Describe Heap Snapshots
After opening the heap snapshot obtained in the previous section in any document reader, you can see that the snapshot is a large JSON file:
We can easily speculate what are stored in the nodes and edges arrays. The nodes array stores information about each node in the memory, and the edges array stores relations between nodes in the memory.
The snapshot stores descriptive information about each node and edge. After expanding the snapshot node, we can see that it only includes one meta node. Next, after further expanding the meta node, we can see the description of each node and edge:
- meta.node_fields: an array. The length of the array is the number of elements that represent a node. In this example, every six elements in the “nodes” array represents a node.
- meta.node_types: an array. Elements in the array represent the meaning of each element of a node. In this example, the first of the six elements represents the node type, which also belongs to a limited array.
- meta.edge_fields: an array. The length of the array is the number of elements that represent an edge. In this example, every three elements in the “edges” array represent one edge.
- meta.node_types: an array. Elements in the array represent the meaning of each element of an edge. In this example, the first of the three elements represents the edge type, which also belongs to a limited array.
The last array is strings. This array is relatively simple and stores the names of nodes and edges.
The following is the overall relation graph.
Nodes and Edges
The preceding information describes each node and each edge in the memory relation graph. However, the relationship between nodes and edges is not shown in the graph.

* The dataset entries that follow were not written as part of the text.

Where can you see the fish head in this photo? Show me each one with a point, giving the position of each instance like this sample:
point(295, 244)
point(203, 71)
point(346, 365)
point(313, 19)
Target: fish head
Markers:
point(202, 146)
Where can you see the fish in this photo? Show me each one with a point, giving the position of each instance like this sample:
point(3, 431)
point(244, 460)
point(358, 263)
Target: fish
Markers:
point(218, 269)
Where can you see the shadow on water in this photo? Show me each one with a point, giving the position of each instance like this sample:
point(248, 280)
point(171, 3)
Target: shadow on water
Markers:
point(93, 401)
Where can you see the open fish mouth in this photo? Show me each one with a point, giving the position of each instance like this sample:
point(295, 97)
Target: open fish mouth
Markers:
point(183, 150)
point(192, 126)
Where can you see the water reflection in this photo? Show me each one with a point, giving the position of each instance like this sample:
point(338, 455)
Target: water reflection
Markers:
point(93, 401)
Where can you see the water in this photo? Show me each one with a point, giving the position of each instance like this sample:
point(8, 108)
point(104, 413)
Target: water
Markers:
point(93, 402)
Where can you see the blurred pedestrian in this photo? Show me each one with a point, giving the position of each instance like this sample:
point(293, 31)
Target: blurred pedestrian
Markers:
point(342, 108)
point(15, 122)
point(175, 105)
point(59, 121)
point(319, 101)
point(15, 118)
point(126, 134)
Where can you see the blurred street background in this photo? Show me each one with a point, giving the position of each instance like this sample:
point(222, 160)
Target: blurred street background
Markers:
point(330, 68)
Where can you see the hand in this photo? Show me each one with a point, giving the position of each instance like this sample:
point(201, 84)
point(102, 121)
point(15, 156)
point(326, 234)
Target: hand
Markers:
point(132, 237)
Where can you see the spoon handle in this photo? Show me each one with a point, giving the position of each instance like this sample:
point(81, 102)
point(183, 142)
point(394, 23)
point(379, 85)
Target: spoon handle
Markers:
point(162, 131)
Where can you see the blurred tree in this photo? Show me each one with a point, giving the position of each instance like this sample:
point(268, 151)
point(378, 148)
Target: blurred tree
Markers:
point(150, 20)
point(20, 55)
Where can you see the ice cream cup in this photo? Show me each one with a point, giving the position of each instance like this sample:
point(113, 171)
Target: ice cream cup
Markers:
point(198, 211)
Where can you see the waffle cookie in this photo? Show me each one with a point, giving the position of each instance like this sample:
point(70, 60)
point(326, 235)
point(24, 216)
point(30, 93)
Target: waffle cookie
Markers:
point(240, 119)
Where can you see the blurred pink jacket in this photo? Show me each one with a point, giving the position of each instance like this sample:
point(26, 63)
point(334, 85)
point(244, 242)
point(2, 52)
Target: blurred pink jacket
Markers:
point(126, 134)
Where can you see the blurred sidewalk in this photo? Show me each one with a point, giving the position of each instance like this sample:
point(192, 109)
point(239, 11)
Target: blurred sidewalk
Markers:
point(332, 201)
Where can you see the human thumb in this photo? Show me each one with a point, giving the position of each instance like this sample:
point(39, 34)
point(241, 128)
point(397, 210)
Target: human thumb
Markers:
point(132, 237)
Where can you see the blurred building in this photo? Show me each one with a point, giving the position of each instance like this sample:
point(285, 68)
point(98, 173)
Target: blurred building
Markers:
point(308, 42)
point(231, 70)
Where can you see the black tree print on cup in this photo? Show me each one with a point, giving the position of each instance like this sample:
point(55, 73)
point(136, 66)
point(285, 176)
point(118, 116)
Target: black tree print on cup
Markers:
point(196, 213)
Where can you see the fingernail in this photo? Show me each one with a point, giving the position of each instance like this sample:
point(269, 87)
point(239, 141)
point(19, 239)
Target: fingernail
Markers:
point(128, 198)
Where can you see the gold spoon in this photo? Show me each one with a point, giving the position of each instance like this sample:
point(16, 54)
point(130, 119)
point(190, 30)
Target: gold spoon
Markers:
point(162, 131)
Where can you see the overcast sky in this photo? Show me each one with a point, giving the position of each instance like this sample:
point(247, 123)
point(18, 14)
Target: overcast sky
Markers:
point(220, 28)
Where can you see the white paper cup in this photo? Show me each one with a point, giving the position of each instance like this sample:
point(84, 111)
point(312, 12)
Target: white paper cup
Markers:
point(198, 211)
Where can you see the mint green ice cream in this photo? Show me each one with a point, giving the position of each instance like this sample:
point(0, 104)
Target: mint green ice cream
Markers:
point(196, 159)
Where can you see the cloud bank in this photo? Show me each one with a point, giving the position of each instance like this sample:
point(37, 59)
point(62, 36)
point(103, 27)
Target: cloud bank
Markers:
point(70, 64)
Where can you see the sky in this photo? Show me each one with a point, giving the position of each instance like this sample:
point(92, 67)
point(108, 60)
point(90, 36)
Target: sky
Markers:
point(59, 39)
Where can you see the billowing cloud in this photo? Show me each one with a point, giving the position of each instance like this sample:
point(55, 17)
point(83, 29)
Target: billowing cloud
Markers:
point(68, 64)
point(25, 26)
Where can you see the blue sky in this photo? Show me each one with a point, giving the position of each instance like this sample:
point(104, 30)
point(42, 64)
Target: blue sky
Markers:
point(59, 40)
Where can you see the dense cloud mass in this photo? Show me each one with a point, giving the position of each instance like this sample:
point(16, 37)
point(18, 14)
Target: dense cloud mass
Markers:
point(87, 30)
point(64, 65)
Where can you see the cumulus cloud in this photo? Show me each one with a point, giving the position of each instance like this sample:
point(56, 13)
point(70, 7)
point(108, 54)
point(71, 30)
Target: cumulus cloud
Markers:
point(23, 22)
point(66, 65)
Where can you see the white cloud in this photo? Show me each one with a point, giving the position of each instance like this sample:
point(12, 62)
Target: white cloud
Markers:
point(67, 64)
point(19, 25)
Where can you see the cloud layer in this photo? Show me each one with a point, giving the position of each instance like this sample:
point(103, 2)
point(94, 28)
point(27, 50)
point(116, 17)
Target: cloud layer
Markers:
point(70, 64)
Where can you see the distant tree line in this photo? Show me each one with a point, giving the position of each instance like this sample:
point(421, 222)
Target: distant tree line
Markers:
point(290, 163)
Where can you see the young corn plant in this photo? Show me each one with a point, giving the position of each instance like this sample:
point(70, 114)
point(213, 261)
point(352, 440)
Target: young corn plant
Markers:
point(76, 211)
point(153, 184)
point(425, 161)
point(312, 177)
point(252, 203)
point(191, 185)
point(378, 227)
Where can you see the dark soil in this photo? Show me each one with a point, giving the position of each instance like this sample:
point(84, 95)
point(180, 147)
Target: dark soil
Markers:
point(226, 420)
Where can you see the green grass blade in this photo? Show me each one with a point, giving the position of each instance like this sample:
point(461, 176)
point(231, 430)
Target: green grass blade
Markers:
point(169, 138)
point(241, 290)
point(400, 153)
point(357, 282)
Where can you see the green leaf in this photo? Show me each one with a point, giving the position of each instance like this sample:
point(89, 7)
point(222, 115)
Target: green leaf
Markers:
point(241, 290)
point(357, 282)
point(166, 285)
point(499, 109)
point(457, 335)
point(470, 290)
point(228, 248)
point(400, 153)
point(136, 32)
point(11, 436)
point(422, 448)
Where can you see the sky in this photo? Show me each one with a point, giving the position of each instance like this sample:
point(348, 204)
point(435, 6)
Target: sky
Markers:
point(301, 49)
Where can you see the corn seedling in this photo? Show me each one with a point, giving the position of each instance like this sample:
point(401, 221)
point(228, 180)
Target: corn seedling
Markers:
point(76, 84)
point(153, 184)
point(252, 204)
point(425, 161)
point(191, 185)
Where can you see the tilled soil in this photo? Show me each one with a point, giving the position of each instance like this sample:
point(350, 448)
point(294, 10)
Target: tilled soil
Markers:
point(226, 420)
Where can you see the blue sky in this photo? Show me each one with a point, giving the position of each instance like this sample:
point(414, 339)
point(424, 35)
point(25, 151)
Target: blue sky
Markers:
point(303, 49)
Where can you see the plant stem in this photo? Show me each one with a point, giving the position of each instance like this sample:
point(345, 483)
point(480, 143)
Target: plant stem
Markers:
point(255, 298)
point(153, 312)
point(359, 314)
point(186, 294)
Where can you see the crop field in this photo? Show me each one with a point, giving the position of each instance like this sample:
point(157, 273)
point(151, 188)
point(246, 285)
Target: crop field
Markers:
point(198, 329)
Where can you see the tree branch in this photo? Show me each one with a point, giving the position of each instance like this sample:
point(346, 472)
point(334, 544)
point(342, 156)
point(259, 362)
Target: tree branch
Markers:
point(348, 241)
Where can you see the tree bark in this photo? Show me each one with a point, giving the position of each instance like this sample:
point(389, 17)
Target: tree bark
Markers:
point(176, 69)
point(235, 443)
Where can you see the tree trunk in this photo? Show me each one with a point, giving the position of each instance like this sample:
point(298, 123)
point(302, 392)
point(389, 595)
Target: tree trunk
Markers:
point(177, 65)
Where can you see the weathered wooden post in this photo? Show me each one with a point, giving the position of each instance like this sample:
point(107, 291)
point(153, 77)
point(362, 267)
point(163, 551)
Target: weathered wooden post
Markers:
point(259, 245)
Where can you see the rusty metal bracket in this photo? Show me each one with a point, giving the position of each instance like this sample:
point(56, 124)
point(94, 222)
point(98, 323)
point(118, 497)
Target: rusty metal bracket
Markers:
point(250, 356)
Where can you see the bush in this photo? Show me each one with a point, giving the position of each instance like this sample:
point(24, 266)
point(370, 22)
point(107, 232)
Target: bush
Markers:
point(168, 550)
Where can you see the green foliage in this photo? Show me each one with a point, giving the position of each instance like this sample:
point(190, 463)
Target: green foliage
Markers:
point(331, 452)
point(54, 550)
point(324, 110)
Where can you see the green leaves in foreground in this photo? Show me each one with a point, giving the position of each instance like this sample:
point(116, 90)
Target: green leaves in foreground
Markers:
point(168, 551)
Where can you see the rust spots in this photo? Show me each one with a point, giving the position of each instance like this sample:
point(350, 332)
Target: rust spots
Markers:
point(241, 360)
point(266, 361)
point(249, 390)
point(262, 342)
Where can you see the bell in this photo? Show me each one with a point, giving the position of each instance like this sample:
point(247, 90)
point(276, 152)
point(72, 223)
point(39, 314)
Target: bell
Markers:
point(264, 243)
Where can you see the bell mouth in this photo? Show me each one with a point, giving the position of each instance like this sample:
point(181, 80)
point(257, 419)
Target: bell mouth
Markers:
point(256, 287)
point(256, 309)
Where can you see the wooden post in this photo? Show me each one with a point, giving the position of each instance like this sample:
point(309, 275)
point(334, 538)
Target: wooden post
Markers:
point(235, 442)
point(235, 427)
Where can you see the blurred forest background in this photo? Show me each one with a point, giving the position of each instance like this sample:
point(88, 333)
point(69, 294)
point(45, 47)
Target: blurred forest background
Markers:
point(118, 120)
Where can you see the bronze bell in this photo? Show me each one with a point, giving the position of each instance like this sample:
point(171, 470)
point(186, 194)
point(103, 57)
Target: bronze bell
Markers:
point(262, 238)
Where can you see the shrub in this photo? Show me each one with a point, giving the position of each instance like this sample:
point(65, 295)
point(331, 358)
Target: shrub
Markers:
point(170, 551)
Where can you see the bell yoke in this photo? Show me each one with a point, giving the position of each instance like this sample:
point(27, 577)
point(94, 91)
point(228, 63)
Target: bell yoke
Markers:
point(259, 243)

We can see that the preceding meta.node_fields that describes nodes includes one item called edge_count. It describes the number of edges under this node. Edges in the edges array are sequentially ordered. Therefore, we can draw a relation graph like this:
In addition, the to_node in the meta.edge_fields that describes edges refers to the node to which this edge points. By combining all the information together, we can draw a real memory relation graph.
Locate Memory Leaks
Based on the information described in the previous section, we can obtain a memory relation graph like this:
Assume that node 5 is where a memory leak happens. Node 5 consumes significant memory and does not release it as expected. If we release parent node 3 of node 5, node 5 can still be reached by following the path
1 -> 2 -> 4 -> 5 from the root node. That is, releasing node 3 alone cannot terminate the reference to node 5. Similarly, releasing node 4 does not work, either.
In this example, we can only release node 5 by stopping the reference to node 2. In other words, node 2 is the node that directly controls node 5, because every path from node 1 to node 5 goes through node 2. This structure is called a dominator tree. It is helpful for analyzing memory leaks.
We can convert the preceding memory relation graph to a dominator tree like this:
Now we can calculate the retained size from node 8 up to the root node. The retained size for a node equals the size of that node itself plus the retained size of its child node. Finally, we can see which nodes have memory consumption accumulated. These nodes that have memory consumption accumulated instead of being deallocated are likely candidates for memory leaks.
After we know where memory leaks happen, we can find the corresponding code logic snippet in the memory relation graph to see if these nodes really fail to deallocate memory unexpectedly.